If the primary string is S=”aaaabcde” T=”aaaaax”, the next array value is 01234. At the beginning, I =5,j=5,b is not equal to z,j= next[5]=4, “b” is still equal to the fourth “a”,j= next[4]=3; . J =next[1]=0, according to the algorithm,++ I,++j, I =6,j=1. So there are four extra steps in this process. Next [j] = next[j] = next[j] = next[j] = next[j]

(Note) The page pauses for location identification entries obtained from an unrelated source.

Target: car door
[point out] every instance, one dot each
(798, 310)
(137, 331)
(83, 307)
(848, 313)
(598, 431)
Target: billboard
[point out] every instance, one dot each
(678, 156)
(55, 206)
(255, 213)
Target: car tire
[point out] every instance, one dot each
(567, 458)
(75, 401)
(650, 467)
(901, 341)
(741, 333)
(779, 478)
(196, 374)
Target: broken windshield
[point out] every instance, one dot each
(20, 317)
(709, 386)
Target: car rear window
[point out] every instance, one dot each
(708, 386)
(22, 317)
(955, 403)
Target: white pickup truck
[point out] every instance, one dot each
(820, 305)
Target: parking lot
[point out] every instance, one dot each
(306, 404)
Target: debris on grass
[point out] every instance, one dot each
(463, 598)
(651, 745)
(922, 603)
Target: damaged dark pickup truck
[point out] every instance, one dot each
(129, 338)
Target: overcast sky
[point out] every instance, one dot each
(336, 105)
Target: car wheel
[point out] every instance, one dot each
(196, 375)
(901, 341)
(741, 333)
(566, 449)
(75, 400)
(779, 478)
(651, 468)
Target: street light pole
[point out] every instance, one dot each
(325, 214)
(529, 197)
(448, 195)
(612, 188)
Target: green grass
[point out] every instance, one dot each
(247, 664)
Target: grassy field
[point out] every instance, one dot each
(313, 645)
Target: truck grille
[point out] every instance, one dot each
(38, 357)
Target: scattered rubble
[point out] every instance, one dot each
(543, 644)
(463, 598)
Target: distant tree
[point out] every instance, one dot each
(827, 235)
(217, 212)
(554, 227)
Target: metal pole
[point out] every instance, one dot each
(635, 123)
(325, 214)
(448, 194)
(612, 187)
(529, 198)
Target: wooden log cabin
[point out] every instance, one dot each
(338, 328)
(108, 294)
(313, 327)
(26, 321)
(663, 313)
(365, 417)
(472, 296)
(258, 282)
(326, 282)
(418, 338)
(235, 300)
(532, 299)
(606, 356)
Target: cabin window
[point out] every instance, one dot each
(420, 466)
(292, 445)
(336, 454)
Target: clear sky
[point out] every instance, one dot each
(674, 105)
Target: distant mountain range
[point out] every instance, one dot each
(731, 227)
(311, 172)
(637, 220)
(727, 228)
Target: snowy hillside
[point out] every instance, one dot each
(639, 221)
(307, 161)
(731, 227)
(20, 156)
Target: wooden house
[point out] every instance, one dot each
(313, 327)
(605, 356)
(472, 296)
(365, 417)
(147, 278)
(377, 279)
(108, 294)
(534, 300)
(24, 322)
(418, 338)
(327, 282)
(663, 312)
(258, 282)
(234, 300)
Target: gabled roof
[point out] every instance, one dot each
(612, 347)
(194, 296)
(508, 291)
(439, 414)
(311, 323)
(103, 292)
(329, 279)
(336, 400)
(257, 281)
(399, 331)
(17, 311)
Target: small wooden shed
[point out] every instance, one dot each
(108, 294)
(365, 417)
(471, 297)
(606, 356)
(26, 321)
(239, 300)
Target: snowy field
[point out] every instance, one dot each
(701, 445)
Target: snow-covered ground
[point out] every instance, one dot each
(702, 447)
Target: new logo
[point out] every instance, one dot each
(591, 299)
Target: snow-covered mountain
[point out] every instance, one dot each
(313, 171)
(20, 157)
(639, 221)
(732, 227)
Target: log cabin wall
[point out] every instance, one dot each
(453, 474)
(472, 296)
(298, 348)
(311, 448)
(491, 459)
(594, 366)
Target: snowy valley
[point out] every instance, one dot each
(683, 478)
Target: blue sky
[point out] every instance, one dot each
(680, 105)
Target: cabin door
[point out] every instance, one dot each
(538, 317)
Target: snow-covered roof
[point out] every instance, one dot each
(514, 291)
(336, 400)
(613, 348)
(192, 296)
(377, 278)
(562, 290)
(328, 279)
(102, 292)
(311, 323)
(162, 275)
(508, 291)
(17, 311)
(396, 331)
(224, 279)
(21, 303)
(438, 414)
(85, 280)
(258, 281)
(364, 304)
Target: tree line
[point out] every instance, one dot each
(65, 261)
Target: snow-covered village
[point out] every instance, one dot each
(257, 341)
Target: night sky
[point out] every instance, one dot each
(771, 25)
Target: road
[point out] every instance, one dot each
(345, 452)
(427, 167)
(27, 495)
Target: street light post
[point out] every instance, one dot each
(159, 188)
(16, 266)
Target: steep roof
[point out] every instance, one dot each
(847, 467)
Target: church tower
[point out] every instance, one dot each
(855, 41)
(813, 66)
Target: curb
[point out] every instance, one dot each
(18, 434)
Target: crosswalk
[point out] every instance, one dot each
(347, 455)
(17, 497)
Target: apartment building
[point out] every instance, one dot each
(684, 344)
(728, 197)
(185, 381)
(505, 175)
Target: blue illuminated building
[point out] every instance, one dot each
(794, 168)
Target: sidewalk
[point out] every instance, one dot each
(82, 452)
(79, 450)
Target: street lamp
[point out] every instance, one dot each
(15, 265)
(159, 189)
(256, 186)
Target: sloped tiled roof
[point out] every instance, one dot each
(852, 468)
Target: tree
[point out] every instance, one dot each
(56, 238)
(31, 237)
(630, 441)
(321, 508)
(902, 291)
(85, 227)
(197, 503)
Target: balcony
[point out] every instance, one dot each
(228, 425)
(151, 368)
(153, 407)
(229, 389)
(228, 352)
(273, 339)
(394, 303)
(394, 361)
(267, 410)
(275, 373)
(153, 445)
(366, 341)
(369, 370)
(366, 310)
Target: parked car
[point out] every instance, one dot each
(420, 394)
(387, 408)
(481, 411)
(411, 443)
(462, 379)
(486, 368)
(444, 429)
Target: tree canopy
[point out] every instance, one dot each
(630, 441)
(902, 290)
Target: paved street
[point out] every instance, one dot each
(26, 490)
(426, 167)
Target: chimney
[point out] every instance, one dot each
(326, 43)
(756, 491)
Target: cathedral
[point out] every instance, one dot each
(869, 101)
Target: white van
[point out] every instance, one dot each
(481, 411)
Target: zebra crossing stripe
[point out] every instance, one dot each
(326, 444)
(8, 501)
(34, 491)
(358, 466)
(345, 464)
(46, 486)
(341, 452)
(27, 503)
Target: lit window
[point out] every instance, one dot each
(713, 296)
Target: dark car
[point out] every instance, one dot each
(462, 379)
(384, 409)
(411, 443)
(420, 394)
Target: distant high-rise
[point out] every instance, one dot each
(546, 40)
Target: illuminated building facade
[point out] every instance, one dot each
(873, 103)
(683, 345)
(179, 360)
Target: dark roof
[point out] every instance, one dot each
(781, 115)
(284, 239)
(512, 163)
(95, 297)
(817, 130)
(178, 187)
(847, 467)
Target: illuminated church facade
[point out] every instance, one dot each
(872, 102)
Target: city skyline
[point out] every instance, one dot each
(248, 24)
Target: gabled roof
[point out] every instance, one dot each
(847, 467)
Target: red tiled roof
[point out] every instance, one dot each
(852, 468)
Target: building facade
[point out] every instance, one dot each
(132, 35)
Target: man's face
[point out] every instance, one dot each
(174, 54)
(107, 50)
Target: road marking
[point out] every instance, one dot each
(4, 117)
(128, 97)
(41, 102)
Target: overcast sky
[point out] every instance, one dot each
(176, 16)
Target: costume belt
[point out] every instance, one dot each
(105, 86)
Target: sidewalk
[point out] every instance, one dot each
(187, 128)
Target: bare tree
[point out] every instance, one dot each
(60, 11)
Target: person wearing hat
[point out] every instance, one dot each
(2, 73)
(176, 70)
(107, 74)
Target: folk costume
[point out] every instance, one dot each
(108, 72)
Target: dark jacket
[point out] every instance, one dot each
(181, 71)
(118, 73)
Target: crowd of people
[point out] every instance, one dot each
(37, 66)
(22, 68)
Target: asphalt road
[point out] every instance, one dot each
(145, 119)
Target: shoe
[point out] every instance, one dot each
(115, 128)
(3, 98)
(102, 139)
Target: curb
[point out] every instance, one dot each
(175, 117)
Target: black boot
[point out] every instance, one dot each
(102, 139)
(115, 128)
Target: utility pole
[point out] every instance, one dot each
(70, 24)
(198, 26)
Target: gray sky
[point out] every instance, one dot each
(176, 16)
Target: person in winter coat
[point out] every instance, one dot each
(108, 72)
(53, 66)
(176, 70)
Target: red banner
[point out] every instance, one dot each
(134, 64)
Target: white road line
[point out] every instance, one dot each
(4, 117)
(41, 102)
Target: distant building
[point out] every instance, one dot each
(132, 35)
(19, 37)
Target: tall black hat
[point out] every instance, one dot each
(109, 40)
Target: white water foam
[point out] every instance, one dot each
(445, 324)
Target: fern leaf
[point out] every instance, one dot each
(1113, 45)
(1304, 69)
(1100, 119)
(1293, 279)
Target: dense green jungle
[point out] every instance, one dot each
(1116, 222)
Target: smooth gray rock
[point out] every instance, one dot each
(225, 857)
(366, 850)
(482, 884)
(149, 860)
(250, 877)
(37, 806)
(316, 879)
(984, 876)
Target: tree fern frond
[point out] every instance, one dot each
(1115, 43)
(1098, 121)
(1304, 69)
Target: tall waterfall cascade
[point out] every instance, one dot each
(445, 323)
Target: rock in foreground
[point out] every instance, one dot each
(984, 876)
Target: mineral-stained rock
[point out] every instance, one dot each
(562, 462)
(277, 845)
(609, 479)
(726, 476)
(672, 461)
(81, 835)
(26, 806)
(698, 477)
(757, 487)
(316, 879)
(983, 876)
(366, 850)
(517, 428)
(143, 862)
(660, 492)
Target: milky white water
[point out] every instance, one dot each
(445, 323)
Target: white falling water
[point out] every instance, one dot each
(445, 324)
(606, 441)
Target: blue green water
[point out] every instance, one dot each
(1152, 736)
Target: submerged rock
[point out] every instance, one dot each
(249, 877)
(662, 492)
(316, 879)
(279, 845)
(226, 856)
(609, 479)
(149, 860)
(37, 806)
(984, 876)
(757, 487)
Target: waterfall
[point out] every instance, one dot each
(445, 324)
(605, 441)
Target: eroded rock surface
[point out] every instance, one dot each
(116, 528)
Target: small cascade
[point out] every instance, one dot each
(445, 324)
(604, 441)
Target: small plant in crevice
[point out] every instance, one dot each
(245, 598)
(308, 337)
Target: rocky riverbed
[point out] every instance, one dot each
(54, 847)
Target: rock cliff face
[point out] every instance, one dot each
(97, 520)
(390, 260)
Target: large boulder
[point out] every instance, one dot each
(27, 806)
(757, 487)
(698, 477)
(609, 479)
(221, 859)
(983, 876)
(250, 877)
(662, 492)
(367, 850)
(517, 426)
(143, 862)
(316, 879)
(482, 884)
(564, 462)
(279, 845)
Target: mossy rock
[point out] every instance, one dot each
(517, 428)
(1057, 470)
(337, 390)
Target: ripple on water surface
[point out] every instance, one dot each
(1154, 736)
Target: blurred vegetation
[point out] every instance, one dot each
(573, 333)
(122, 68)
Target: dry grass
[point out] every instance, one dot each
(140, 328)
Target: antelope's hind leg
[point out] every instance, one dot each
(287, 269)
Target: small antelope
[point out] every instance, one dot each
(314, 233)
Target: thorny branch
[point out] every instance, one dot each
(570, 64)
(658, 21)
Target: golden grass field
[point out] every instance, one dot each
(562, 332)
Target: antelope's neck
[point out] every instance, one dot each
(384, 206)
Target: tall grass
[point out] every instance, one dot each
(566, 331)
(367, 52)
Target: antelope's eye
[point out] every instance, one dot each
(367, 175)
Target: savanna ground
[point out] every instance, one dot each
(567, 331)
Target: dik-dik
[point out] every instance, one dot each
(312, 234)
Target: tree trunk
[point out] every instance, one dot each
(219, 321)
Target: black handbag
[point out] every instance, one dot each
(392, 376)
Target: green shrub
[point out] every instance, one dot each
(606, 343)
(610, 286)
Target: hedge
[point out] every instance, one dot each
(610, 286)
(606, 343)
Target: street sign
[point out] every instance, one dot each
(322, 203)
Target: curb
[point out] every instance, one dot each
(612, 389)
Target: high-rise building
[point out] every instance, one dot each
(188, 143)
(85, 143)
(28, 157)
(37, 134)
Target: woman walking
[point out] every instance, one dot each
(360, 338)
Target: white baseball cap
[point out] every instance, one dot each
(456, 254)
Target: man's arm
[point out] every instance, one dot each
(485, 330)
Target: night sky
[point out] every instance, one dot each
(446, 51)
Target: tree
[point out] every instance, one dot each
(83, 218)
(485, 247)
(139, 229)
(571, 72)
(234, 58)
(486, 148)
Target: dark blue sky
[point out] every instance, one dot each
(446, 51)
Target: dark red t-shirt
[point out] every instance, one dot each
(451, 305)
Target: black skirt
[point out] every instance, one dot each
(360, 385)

Void get_next(SString T, int next[]) {void get_next(SString T, int next[]); next[1] = 0;while (i < T[0]){
        if (j == 0 || T[i] == T[j])
        {
            ++i;
            ++j;
            if(T[i]! =T[j]) next[i]=j;else next[i]=next[j];
        }
        elsej = next[j]; }}Copy the code

Improved nexT1 array value derivation

Example:

j	123456789
Pattern string T	ababaaaba
next[j]	011234223
next1[j]	010104210

j	123456789
Pattern string T	aaaaaaaab
next[j]	012345678
next1[j]	000000008

Java version of KMP algorithm

package one; public class KMP { public static int[] getNext(String b) { int len=b.length(); int j=0; int next[]=new int[len+1]; //next represents the longest common part of the prefix and suffix of a string of length I, starting at 1 next[0]=next[1]=0;for(int i=1; i<len; I ++)// I represents the subscript of the string, starting at 1 {//j represents the value of next[I] at the beginning of each loop, as well as the next position to comparewhile(j>0&&b.charAt(i)! =b.charAt(j)) j=next[j];if(b.charAt(i)==b.charAt(j))
                j++;  
            next[i+1]=j;  
        }  

        return next;  
    }  
    public static void search(String original, String find, int next[]) {  
        int j = 0;  
        for (int i = 0; i < original.length(); i++) {  
            while(j > 0 && original.charAt(i) ! = find.charAt(j)) j = next[j];if (original.charAt(i) == find.charAt(j))  
                j++;  
            if (j == find.length()) {                 
                System.out.println("find at position " + (i - j+1));  
                System.out.println(original.subSequence(i - j + 1, i + 1));  
                j = next[j];
            }  
        }  
    }
    public static void main(String[] args){
        String s1="abcaababcabacc";
        String s2="ababcab"; int[] next=getNext(s2); search(s1,s2,next); }}Copy the code

Javascript version of the interested children’s shoes can write their own, not here.